Even with the holiday season, the North Texas Food Bank says food insecurity is high. The group fills the need as some families struggle to keep up with inflation.
Businesses and families drove truckloads of groceries to the North Texas Food Bank on Thanksgiving Eve. It was a welcome sight.
North Texas Food Bank chief external affairs officer Erica Yaeger says the need is greater than it has been in years, even surpassing food insecurity at the height of the pandemic.
“I don’t think anyone anticipated the need,” she said. “So many of our neighbors are feeling the effects of record inflation. The most vulnerable in our community. So they have to make tough decisions about whether to put food on the table or pay for higher living expenses.”
The numbers paint a much clearer picture.
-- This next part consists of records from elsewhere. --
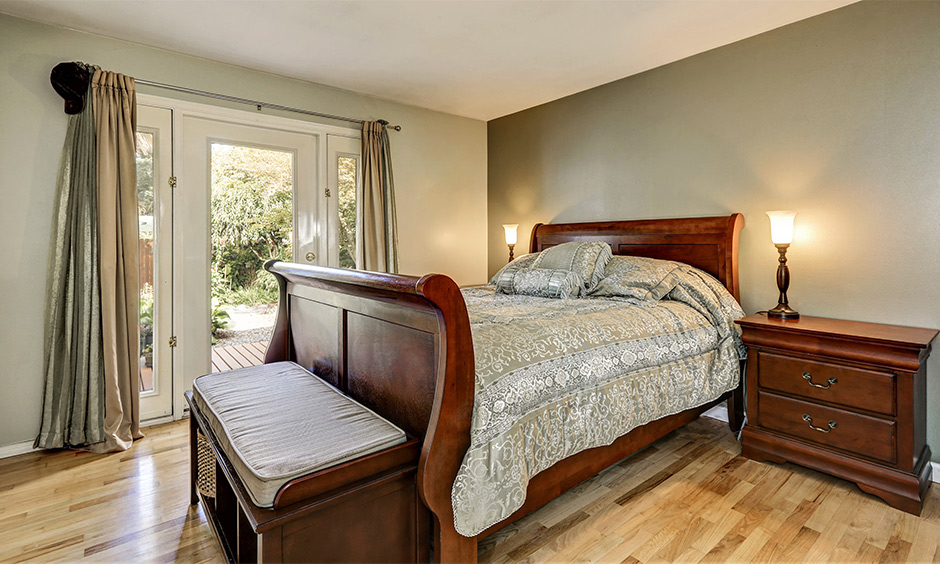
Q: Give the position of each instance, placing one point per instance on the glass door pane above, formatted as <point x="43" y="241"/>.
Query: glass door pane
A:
<point x="346" y="202"/>
<point x="145" y="246"/>
<point x="343" y="178"/>
<point x="155" y="251"/>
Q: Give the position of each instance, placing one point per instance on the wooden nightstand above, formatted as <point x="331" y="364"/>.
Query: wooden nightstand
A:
<point x="842" y="397"/>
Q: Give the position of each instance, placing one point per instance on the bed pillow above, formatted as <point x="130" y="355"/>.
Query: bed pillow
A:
<point x="641" y="278"/>
<point x="525" y="261"/>
<point x="540" y="282"/>
<point x="587" y="259"/>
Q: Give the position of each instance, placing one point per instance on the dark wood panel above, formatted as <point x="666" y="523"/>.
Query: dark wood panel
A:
<point x="389" y="368"/>
<point x="318" y="351"/>
<point x="856" y="433"/>
<point x="850" y="386"/>
<point x="705" y="257"/>
<point x="375" y="524"/>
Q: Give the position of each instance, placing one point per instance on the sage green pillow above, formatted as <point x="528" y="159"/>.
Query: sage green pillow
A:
<point x="587" y="259"/>
<point x="635" y="277"/>
<point x="525" y="261"/>
<point x="540" y="282"/>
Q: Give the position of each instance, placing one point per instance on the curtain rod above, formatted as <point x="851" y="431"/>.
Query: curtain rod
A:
<point x="256" y="103"/>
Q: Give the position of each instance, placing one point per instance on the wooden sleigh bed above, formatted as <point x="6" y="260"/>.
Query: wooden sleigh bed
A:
<point x="401" y="346"/>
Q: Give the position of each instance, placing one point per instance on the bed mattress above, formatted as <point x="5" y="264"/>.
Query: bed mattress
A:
<point x="554" y="377"/>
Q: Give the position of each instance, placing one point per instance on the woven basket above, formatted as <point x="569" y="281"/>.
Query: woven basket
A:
<point x="205" y="466"/>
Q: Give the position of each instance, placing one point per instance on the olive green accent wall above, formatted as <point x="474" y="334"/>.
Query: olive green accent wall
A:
<point x="439" y="164"/>
<point x="836" y="117"/>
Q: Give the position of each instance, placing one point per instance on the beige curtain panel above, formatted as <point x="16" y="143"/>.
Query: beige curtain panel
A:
<point x="73" y="398"/>
<point x="91" y="399"/>
<point x="376" y="223"/>
<point x="115" y="109"/>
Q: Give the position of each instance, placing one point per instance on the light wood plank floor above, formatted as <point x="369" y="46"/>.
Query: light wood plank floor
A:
<point x="688" y="498"/>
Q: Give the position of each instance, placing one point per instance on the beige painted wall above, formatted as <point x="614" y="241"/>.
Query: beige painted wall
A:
<point x="837" y="117"/>
<point x="439" y="165"/>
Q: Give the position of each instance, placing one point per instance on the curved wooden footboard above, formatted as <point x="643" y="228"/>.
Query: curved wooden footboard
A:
<point x="399" y="345"/>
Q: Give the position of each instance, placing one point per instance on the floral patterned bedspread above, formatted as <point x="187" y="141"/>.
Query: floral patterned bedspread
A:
<point x="555" y="377"/>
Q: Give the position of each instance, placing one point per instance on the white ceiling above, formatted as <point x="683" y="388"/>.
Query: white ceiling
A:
<point x="475" y="58"/>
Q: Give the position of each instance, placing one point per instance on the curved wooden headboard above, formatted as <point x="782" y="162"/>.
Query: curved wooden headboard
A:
<point x="708" y="243"/>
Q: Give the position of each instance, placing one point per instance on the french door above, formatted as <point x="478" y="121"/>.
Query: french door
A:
<point x="242" y="189"/>
<point x="155" y="246"/>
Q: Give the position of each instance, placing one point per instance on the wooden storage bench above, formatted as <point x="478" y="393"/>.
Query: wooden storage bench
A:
<point x="303" y="473"/>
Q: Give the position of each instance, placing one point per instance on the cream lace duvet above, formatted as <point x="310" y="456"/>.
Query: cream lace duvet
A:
<point x="557" y="376"/>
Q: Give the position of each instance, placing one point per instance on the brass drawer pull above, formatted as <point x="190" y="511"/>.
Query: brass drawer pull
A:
<point x="808" y="419"/>
<point x="809" y="378"/>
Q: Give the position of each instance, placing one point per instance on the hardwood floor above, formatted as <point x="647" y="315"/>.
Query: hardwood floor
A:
<point x="238" y="356"/>
<point x="688" y="498"/>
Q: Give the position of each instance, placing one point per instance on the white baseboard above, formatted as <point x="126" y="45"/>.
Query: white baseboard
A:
<point x="17" y="449"/>
<point x="720" y="412"/>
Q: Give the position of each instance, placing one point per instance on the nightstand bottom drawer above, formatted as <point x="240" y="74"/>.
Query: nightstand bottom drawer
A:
<point x="872" y="437"/>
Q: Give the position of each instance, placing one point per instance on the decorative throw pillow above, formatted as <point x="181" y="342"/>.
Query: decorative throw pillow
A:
<point x="541" y="282"/>
<point x="635" y="277"/>
<point x="587" y="259"/>
<point x="525" y="261"/>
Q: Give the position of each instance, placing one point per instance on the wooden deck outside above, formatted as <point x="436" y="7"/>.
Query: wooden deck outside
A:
<point x="238" y="356"/>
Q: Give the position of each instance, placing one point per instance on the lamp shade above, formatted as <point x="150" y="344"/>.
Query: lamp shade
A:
<point x="781" y="226"/>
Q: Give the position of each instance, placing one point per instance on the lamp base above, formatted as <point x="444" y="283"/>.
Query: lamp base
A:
<point x="783" y="311"/>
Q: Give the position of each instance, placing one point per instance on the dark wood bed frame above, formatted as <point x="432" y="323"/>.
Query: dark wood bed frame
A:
<point x="401" y="345"/>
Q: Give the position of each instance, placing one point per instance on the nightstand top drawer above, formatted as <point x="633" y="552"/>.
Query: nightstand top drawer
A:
<point x="855" y="388"/>
<point x="913" y="337"/>
<point x="855" y="433"/>
<point x="892" y="347"/>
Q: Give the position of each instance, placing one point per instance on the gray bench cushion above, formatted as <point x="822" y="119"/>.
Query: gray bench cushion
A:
<point x="277" y="422"/>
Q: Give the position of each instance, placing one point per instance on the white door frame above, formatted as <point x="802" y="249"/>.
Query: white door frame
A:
<point x="238" y="117"/>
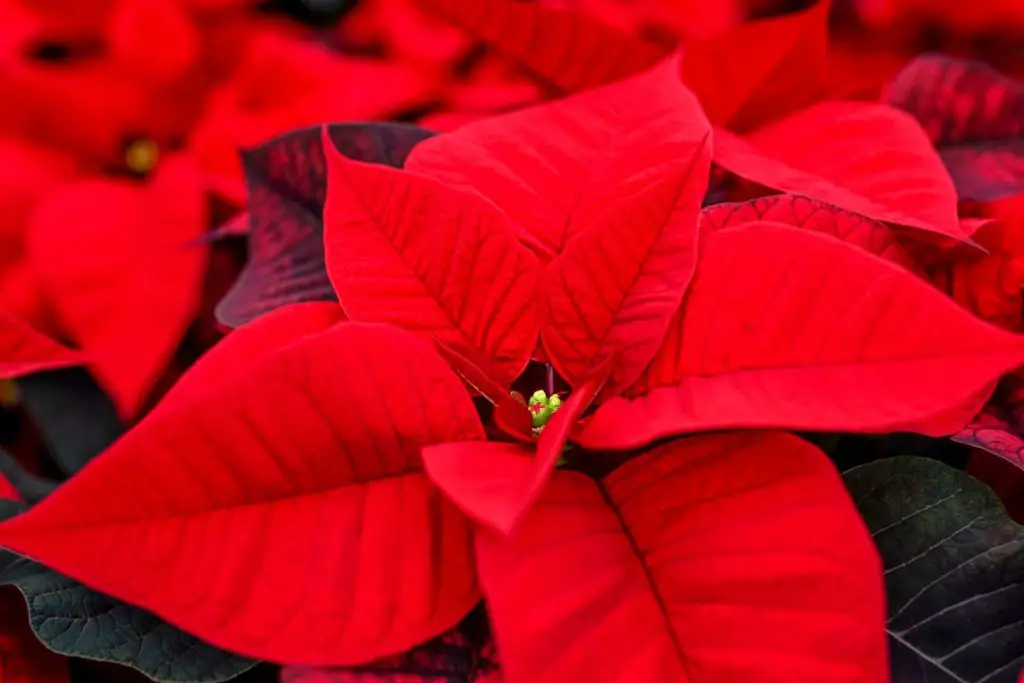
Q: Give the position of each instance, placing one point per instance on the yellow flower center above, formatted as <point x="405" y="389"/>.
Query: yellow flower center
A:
<point x="141" y="156"/>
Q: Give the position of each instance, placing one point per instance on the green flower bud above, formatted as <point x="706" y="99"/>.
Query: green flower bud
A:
<point x="541" y="414"/>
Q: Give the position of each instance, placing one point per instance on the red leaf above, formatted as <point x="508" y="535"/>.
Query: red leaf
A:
<point x="24" y="350"/>
<point x="456" y="655"/>
<point x="567" y="50"/>
<point x="154" y="40"/>
<point x="986" y="171"/>
<point x="475" y="370"/>
<point x="869" y="159"/>
<point x="282" y="513"/>
<point x="958" y="100"/>
<point x="811" y="215"/>
<point x="408" y="250"/>
<point x="287" y="182"/>
<point x="999" y="428"/>
<point x="824" y="337"/>
<point x="496" y="483"/>
<point x="124" y="272"/>
<point x="252" y="343"/>
<point x="555" y="168"/>
<point x="23" y="657"/>
<point x="728" y="558"/>
<point x="989" y="283"/>
<point x="760" y="71"/>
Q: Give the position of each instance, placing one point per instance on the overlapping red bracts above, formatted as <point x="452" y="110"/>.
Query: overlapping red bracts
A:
<point x="323" y="487"/>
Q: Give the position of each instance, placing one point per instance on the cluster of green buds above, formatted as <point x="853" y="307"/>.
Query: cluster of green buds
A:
<point x="542" y="407"/>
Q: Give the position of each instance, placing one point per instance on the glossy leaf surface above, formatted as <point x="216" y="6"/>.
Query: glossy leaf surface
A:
<point x="410" y="251"/>
<point x="798" y="342"/>
<point x="554" y="169"/>
<point x="954" y="571"/>
<point x="287" y="183"/>
<point x="565" y="49"/>
<point x="810" y="215"/>
<point x="724" y="558"/>
<point x="247" y="538"/>
<point x="869" y="159"/>
<point x="771" y="67"/>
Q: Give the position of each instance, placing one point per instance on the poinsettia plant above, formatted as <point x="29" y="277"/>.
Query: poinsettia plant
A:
<point x="527" y="400"/>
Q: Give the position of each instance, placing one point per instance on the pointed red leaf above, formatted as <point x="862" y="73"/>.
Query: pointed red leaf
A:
<point x="407" y="250"/>
<point x="282" y="513"/>
<point x="975" y="115"/>
<point x="823" y="337"/>
<point x="760" y="71"/>
<point x="810" y="215"/>
<point x="287" y="182"/>
<point x="456" y="655"/>
<point x="24" y="350"/>
<point x="124" y="272"/>
<point x="999" y="427"/>
<point x="869" y="159"/>
<point x="475" y="369"/>
<point x="958" y="100"/>
<point x="554" y="168"/>
<point x="990" y="283"/>
<point x="565" y="49"/>
<point x="23" y="657"/>
<point x="496" y="483"/>
<point x="728" y="558"/>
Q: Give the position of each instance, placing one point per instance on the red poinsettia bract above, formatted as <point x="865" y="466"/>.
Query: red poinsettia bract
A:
<point x="285" y="500"/>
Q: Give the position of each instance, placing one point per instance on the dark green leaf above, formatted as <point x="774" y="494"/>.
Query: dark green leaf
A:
<point x="75" y="417"/>
<point x="954" y="571"/>
<point x="79" y="622"/>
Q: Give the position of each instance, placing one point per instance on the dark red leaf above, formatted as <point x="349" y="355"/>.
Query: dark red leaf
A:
<point x="760" y="71"/>
<point x="555" y="168"/>
<point x="728" y="558"/>
<point x="810" y="215"/>
<point x="497" y="483"/>
<point x="567" y="50"/>
<point x="24" y="350"/>
<point x="988" y="283"/>
<point x="248" y="538"/>
<point x="999" y="428"/>
<point x="121" y="264"/>
<point x="986" y="171"/>
<point x="975" y="115"/>
<point x="287" y="180"/>
<point x="824" y="337"/>
<point x="958" y="100"/>
<point x="869" y="159"/>
<point x="407" y="250"/>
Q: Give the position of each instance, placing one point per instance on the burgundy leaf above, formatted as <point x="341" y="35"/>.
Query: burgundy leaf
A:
<point x="986" y="171"/>
<point x="974" y="115"/>
<point x="999" y="427"/>
<point x="958" y="100"/>
<point x="287" y="180"/>
<point x="410" y="251"/>
<point x="811" y="215"/>
<point x="464" y="654"/>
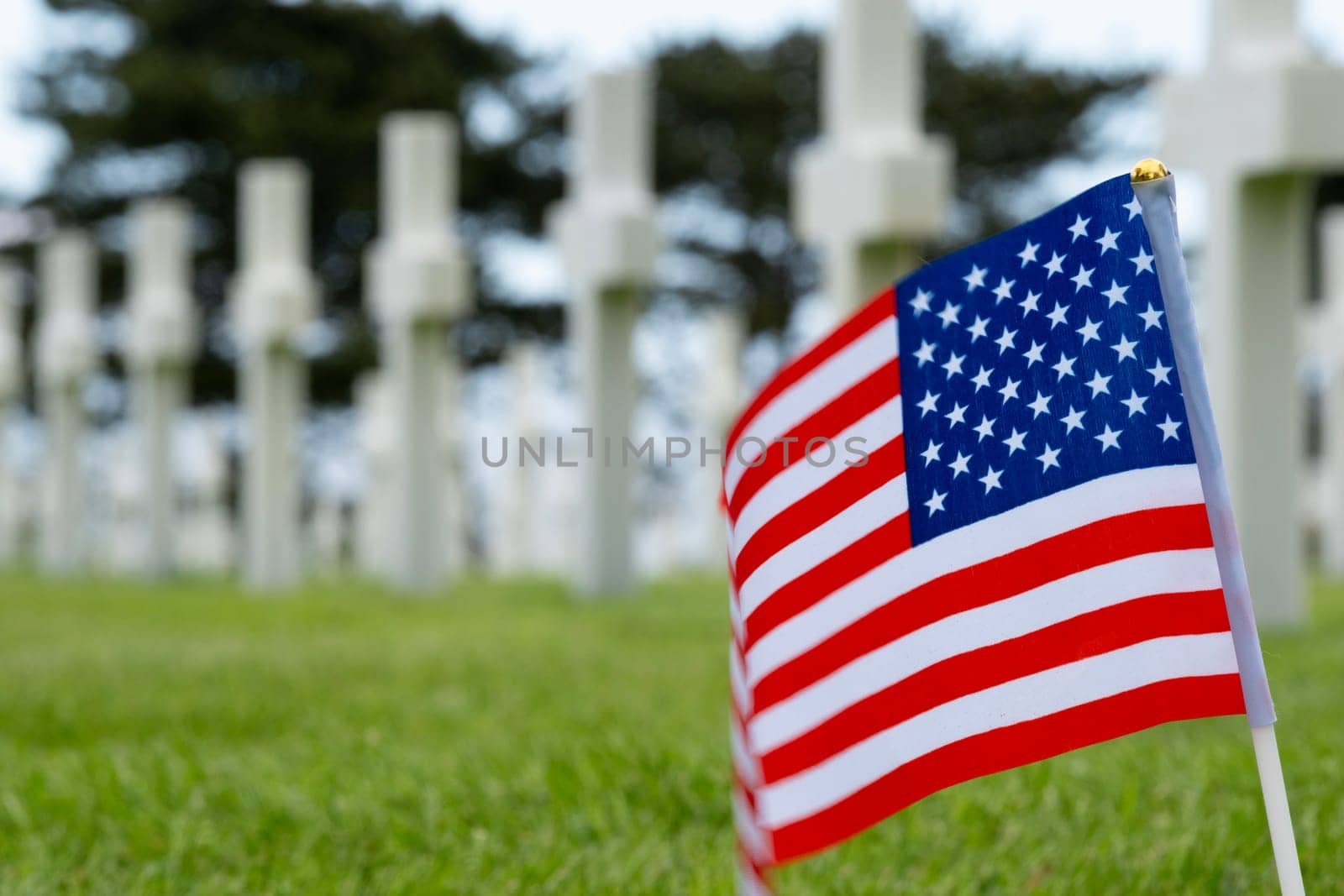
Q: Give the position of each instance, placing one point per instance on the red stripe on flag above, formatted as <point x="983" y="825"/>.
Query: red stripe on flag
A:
<point x="828" y="577"/>
<point x="864" y="396"/>
<point x="880" y="307"/>
<point x="1021" y="745"/>
<point x="1085" y="636"/>
<point x="1082" y="548"/>
<point x="811" y="511"/>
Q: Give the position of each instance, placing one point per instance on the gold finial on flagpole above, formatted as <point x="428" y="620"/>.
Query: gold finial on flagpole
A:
<point x="1148" y="170"/>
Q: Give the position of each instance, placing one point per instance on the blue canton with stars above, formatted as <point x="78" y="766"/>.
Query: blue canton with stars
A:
<point x="1034" y="362"/>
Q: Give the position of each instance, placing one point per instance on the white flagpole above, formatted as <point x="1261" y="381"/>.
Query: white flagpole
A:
<point x="1156" y="192"/>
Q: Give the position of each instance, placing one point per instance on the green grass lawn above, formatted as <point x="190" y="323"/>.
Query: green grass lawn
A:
<point x="507" y="739"/>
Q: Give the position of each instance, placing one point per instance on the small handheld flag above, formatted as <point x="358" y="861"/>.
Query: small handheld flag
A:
<point x="984" y="523"/>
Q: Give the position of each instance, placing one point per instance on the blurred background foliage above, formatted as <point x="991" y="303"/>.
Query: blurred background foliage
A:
<point x="172" y="96"/>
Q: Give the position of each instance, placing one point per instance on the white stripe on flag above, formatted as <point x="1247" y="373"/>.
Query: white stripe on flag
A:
<point x="1011" y="531"/>
<point x="859" y="519"/>
<point x="1012" y="703"/>
<point x="820" y="387"/>
<point x="1086" y="591"/>
<point x="804" y="477"/>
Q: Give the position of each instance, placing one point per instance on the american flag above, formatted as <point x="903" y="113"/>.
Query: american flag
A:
<point x="968" y="532"/>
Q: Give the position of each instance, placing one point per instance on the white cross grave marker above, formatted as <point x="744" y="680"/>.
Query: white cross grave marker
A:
<point x="275" y="295"/>
<point x="608" y="238"/>
<point x="420" y="282"/>
<point x="1258" y="123"/>
<point x="875" y="184"/>
<point x="159" y="354"/>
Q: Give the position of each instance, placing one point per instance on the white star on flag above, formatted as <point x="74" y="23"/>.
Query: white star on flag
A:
<point x="1082" y="278"/>
<point x="931" y="453"/>
<point x="1079" y="228"/>
<point x="1142" y="262"/>
<point x="1135" y="402"/>
<point x="1124" y="348"/>
<point x="1099" y="385"/>
<point x="953" y="364"/>
<point x="1055" y="265"/>
<point x="1116" y="295"/>
<point x="1109" y="438"/>
<point x="1065" y="365"/>
<point x="978" y="329"/>
<point x="1073" y="419"/>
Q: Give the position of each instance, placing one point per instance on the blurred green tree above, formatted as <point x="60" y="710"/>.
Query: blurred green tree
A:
<point x="730" y="120"/>
<point x="171" y="96"/>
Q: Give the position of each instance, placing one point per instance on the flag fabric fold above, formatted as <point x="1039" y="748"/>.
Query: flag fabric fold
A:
<point x="968" y="531"/>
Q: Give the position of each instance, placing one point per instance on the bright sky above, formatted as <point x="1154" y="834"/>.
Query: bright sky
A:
<point x="1167" y="33"/>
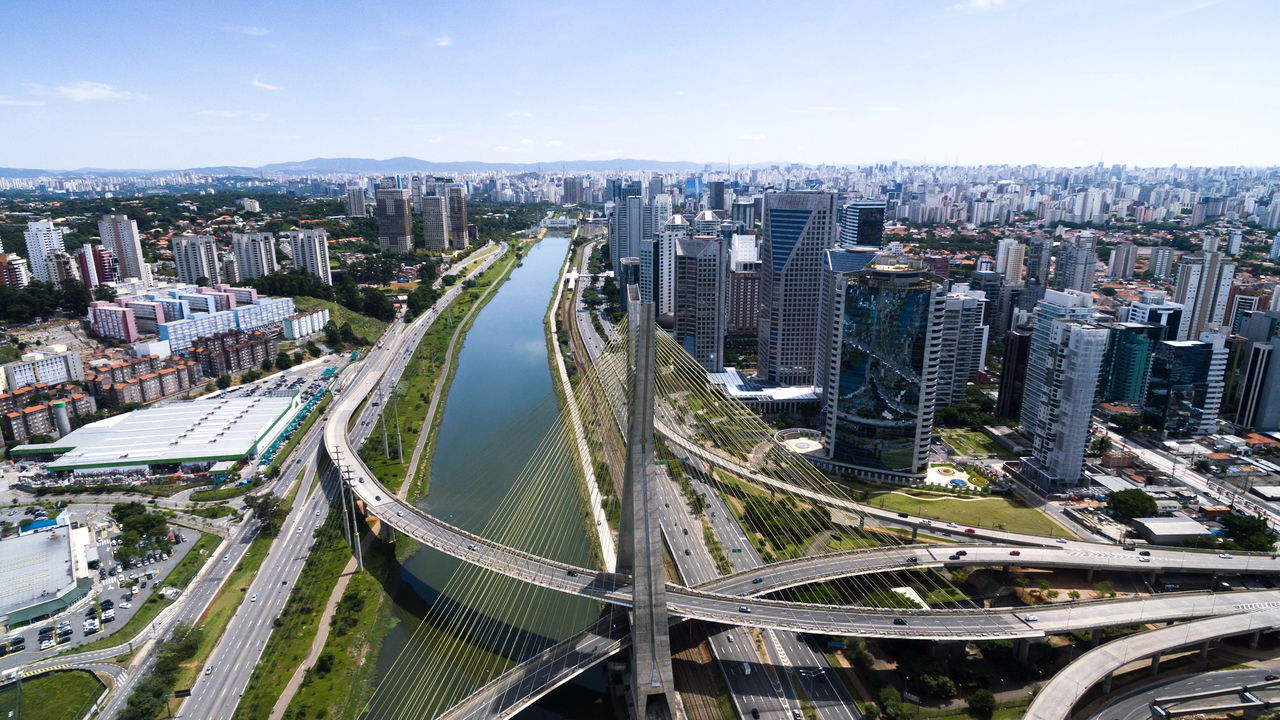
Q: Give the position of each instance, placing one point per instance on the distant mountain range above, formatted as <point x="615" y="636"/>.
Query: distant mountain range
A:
<point x="368" y="165"/>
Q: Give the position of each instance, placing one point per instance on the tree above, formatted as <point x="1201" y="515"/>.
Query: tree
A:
<point x="1130" y="504"/>
<point x="982" y="703"/>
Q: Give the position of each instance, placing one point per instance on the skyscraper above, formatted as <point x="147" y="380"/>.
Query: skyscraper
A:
<point x="1124" y="255"/>
<point x="700" y="267"/>
<point x="255" y="254"/>
<point x="311" y="254"/>
<point x="435" y="223"/>
<point x="798" y="227"/>
<point x="882" y="333"/>
<point x="394" y="223"/>
<point x="44" y="241"/>
<point x="963" y="343"/>
<point x="862" y="222"/>
<point x="1063" y="367"/>
<point x="1185" y="388"/>
<point x="1077" y="263"/>
<point x="120" y="237"/>
<point x="1203" y="287"/>
<point x="457" y="201"/>
<point x="196" y="256"/>
<point x="356" y="201"/>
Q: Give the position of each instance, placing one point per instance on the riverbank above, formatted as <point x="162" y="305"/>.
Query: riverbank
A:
<point x="405" y="414"/>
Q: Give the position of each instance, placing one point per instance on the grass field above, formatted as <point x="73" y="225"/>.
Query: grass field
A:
<point x="179" y="577"/>
<point x="999" y="513"/>
<point x="364" y="326"/>
<point x="54" y="696"/>
<point x="973" y="443"/>
<point x="220" y="611"/>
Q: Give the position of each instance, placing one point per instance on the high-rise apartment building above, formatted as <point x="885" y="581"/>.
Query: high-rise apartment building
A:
<point x="700" y="267"/>
<point x="881" y="347"/>
<point x="356" y="201"/>
<point x="120" y="237"/>
<point x="798" y="228"/>
<point x="394" y="222"/>
<point x="1077" y="263"/>
<point x="1063" y="367"/>
<point x="196" y="256"/>
<point x="311" y="253"/>
<point x="255" y="254"/>
<point x="1124" y="255"/>
<point x="44" y="241"/>
<point x="743" y="299"/>
<point x="964" y="343"/>
<point x="1203" y="287"/>
<point x="862" y="223"/>
<point x="435" y="223"/>
<point x="457" y="201"/>
<point x="1185" y="388"/>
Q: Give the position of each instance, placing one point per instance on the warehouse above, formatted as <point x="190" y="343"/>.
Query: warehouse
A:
<point x="178" y="437"/>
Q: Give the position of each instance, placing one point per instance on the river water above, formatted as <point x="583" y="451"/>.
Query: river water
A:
<point x="499" y="408"/>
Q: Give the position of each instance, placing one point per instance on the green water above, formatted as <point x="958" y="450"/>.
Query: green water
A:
<point x="501" y="406"/>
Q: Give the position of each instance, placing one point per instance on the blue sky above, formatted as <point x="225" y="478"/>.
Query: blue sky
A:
<point x="161" y="85"/>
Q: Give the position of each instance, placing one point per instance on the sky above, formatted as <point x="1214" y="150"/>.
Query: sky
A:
<point x="1072" y="82"/>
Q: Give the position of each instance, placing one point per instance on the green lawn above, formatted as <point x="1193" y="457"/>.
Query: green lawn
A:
<point x="53" y="696"/>
<point x="1000" y="513"/>
<point x="364" y="326"/>
<point x="179" y="577"/>
<point x="973" y="443"/>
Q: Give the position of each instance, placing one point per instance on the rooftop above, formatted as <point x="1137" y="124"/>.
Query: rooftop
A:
<point x="206" y="429"/>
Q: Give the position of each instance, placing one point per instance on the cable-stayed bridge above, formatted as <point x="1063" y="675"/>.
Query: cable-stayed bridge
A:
<point x="689" y="419"/>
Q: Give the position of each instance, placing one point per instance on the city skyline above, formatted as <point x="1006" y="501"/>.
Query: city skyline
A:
<point x="952" y="81"/>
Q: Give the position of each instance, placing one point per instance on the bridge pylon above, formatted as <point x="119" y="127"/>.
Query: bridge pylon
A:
<point x="640" y="550"/>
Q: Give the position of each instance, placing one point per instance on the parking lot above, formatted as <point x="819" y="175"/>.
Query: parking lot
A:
<point x="123" y="591"/>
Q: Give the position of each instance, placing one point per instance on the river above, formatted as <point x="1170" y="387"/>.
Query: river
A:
<point x="499" y="408"/>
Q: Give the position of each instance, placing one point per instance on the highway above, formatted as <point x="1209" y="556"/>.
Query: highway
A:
<point x="1060" y="695"/>
<point x="1136" y="705"/>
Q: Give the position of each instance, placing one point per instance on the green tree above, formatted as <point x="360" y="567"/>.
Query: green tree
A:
<point x="982" y="703"/>
<point x="1130" y="504"/>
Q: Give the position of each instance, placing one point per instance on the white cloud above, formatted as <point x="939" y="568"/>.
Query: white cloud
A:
<point x="978" y="5"/>
<point x="87" y="91"/>
<point x="257" y="82"/>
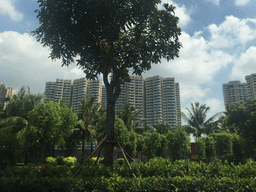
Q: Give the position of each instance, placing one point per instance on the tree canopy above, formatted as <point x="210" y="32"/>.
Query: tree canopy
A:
<point x="197" y="119"/>
<point x="109" y="37"/>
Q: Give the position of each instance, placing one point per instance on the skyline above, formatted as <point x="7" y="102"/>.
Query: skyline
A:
<point x="218" y="39"/>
Before the pandemic, the North Texas Food Bank distributed an average of 7 million meals a month. At the peak of the pandemic, about 10 million meals were being distributed each month. The panel currently distributes about 12.4 million meals a month.
Yeager said that now more than ever it is understood that hunger has many different faces. During the peak of COVID, people found themselves in food distribution lines for the first time in their lives. She said the trend is likely to continue.
“It could be a colleague. It could be a student in your child’s classroom. It could be a neighbor,” Yeager said.
Even budgeting has changed. Before the pandemic, the food bank budgeted $5 million for grocery purchases. That number has more than quadrupled.
“I think what’s even more alarming is that we need to buy more groceries than ever before,” she said. “So this year we have budgeted $30 million to have food on our shelves that will serve those in need.”